Die Musiker lernten sich im Internet kennen, wo beide in einem Musikforum aktiv waren und eigene Produktionen austauschten. Persönlich trafen sich Willem und Ward erstmals beim Festival Trance Energy 2007 in den Niederlanden. Nach diesem Treffen begannen sie gemeinsam im Studio zu arbeiten, und das neue Projekt erhielt den Namen W&W — nach den Anfangsbuchstaben ihrer Vornamen.
Zum Zeitpunkt der Gründung des Duos produzierten beide bereits eigenständig elektronische Musik.
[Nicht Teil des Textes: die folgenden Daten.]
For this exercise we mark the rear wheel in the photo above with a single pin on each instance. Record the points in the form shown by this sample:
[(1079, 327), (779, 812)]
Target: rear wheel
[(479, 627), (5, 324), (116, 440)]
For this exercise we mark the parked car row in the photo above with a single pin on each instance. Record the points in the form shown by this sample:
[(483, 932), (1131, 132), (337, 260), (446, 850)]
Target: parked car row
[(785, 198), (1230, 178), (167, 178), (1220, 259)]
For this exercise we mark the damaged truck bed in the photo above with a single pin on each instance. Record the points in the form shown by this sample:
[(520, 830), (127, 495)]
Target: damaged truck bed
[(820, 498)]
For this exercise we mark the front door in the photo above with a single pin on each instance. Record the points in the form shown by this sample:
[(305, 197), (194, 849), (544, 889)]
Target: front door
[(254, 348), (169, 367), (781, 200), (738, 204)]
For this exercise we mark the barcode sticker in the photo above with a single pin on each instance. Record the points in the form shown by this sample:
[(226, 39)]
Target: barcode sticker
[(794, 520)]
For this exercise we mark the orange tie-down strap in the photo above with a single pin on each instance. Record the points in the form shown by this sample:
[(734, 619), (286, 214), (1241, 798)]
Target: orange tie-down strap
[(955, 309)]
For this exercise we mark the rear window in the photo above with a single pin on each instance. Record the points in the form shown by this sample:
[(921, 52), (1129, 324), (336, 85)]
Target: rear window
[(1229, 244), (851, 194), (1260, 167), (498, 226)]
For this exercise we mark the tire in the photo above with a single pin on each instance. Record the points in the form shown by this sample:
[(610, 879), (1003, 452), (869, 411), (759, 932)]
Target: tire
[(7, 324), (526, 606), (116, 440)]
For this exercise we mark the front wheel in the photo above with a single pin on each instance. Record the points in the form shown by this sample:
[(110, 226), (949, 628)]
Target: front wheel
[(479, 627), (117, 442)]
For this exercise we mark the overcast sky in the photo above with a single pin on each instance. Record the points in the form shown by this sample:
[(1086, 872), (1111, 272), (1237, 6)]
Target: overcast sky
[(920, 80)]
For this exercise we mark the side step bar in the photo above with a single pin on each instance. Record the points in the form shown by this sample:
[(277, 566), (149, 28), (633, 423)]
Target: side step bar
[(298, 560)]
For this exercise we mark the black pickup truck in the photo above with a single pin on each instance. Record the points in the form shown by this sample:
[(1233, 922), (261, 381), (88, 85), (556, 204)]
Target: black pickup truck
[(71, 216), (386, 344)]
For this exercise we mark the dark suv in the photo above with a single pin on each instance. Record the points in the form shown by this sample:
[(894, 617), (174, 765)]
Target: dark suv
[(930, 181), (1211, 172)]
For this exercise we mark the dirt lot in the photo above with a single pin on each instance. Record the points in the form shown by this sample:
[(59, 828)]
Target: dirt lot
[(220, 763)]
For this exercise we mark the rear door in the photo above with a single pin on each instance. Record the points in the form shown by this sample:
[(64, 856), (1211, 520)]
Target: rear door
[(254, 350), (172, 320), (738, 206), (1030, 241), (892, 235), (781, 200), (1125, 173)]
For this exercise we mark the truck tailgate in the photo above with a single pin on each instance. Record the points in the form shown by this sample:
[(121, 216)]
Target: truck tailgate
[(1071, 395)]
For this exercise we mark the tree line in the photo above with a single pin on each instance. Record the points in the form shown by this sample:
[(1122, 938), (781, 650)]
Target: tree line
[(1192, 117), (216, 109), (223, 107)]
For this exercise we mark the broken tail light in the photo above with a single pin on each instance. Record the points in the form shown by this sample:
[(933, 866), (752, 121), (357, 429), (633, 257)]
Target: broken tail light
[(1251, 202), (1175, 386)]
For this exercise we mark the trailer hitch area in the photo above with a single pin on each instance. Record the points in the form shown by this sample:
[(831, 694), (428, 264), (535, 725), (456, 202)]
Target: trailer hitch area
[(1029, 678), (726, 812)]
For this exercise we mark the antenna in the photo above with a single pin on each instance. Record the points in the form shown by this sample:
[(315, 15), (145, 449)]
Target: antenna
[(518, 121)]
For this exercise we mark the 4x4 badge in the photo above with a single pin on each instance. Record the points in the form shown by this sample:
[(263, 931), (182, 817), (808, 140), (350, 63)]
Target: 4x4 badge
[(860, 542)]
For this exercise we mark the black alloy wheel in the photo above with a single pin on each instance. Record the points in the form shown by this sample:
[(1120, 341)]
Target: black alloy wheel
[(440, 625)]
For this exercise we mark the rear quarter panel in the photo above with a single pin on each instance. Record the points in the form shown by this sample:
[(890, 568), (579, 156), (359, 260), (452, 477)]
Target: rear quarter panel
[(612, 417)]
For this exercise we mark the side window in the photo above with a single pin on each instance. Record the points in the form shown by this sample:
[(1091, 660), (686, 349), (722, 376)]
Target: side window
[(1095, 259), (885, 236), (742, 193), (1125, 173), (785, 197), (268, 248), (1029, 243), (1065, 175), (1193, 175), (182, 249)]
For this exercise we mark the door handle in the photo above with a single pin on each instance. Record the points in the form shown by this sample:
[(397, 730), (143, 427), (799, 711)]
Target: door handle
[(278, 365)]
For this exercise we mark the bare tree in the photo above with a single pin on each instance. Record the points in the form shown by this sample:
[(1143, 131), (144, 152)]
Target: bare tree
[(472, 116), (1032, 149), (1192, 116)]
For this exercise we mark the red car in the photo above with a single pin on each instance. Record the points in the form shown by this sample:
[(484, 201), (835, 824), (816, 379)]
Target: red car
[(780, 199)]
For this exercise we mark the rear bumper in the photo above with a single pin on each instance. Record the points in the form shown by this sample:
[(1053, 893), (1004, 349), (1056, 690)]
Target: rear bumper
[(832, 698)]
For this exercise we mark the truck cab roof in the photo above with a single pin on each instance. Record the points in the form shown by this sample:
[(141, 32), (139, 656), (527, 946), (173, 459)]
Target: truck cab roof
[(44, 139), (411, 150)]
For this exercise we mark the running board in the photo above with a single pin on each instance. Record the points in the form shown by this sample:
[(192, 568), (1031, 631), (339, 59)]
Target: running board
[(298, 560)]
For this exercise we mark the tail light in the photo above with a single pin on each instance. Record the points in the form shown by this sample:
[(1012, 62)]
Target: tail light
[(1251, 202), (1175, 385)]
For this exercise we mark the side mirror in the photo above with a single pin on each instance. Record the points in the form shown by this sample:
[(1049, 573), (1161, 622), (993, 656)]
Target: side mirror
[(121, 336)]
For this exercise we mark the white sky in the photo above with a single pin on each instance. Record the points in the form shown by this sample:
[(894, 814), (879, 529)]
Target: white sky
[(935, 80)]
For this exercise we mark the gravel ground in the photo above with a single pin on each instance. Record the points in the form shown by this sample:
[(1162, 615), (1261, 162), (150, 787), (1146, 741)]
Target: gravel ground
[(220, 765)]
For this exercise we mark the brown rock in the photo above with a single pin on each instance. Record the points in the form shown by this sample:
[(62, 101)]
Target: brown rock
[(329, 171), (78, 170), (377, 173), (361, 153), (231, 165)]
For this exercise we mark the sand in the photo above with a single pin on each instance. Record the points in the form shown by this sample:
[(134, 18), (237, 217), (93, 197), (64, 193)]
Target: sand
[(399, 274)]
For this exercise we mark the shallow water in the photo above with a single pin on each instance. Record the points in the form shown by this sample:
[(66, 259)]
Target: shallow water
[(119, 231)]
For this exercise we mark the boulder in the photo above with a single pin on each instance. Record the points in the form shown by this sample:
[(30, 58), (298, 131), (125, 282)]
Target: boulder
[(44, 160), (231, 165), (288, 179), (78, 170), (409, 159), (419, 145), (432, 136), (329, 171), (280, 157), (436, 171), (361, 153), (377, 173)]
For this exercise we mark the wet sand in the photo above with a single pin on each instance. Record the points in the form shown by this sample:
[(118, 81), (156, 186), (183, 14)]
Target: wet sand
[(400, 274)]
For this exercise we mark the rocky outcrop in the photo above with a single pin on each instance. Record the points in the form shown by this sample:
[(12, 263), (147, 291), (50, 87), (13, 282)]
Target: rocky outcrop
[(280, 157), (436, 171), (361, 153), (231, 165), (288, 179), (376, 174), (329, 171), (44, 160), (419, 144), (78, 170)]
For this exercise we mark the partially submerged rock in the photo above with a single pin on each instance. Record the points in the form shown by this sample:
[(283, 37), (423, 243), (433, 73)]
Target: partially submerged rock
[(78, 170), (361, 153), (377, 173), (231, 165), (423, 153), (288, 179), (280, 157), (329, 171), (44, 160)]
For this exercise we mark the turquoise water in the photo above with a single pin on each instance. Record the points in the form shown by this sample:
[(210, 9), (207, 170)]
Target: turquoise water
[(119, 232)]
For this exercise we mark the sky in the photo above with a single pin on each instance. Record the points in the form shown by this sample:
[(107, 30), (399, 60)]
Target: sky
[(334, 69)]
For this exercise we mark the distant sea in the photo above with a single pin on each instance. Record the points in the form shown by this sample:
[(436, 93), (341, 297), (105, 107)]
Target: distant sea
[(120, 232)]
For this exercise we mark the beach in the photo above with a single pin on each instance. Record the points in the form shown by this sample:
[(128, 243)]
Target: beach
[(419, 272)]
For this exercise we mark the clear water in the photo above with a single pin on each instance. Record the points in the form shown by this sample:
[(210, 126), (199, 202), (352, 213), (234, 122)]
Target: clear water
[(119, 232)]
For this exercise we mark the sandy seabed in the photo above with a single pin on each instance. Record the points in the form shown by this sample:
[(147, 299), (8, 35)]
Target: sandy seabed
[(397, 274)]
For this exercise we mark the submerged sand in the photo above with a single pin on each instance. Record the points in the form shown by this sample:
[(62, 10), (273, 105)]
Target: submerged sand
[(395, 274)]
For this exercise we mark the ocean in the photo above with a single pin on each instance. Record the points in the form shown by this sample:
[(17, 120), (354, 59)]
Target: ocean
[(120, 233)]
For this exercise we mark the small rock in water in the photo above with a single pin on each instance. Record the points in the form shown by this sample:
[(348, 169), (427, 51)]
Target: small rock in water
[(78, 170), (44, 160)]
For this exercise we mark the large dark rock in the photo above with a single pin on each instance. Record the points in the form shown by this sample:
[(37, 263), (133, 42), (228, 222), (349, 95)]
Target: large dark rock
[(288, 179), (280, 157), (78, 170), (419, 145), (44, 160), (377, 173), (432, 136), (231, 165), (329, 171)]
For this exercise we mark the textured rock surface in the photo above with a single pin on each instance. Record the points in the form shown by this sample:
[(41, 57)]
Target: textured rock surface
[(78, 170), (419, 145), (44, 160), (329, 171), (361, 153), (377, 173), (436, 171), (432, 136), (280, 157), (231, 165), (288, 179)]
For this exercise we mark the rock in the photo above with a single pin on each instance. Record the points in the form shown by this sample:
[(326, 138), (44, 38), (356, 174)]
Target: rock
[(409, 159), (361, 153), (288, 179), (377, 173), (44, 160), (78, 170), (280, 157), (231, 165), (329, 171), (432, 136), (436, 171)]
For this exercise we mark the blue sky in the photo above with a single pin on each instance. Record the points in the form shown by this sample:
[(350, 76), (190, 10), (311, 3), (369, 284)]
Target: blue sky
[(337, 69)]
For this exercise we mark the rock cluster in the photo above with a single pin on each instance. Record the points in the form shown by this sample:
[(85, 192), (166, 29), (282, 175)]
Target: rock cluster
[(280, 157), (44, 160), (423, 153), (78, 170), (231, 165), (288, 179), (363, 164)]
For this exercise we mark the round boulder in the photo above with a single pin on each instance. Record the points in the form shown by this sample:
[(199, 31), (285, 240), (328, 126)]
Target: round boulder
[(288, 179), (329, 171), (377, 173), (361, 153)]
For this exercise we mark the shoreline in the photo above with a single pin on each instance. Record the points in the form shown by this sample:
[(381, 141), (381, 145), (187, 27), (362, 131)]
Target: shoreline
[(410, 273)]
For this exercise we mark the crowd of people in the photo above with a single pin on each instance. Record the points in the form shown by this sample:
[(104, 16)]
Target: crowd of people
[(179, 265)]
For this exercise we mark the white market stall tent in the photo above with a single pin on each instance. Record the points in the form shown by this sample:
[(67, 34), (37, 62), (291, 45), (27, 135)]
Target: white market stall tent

Ward arbeitete unter dem Namen Re-Ward, während Willem ebenfalls mit eigenen Trance-Produktionen experimentierte.
Mustang und die ersten Veröffentlichungen
Die erste Produktion, die die Richtung von W&W definierte, war Mustang. Der Track erhielt Unterstützung von Armin van Buuren, der ihn in A State of Trance präsentierte, und zog schnell die Aufmerksamkeit des Trance-Publikums auf sich. Die offizielle Veröffentlichung von Mustang / Eruption erfolgte 2008 auf Captivating Sounds, einem Sub-Label von Armada Music. W&W bezeichneten Mustang später selbst als ihre erste echte gemeinsame Komposition.
Darauf folgten Arena, Dome, Mainstage, D.N.A., Manhattan, Alpha, Impact und weitere Veröffentlichungen.
Der frühe Sound von W&W war härter als der klassische Uplifting Trance jener Zeit. Er verband groß angelegte Trance-Melodien, Tech Trance, dichte Rhythmik und Elemente von Techno. Bereits in einem frühen Beitrag von A State of Trance wurde das Duo als Projekt beschrieben, das Trance mit härteren elektronischen Elementen verbindet.
Impact
Am 23. September 2011 erschien über Armada Music das Debüt-Studioalbum Impact.
Zum ursprünglichen Material gehörten unter anderem:
- Do Not Skip
- AK-47
- Based on a True Story
- Impact
- Three O’Clock mit Ana Criado
- Cookie Jar
- Phantom
- Twist
- Nowhere to Go
- Code Red
- Velicity
- Treasure Chest
- State of Emergency
- Beta
Das Album etablierte W&W als einen der auffälligen Vertreter der neuen Generation von Trance-Produzenten zu Beginn der 2010er-Jahre.
Dabei waren Invasion und Lift Off! nicht auf dem Album enthalten. Invasion erschien 2012 als offizielle Hymne von A State of Trance 550, während Lift Off! im Dezember desselben Jahres veröffentlicht wurde.
Invasion und der Übergang zum Festival-Sound
Invasion (ASOT 550 Anthem) wurde zu einem der wichtigsten Tracks der Übergangsphase von W&W. Die Trance-Basis des Duos ist darin noch klar hörbar, doch Struktur und Größenordnung der Produktion waren bereits auf große Festivalbühnen ausgerichtet.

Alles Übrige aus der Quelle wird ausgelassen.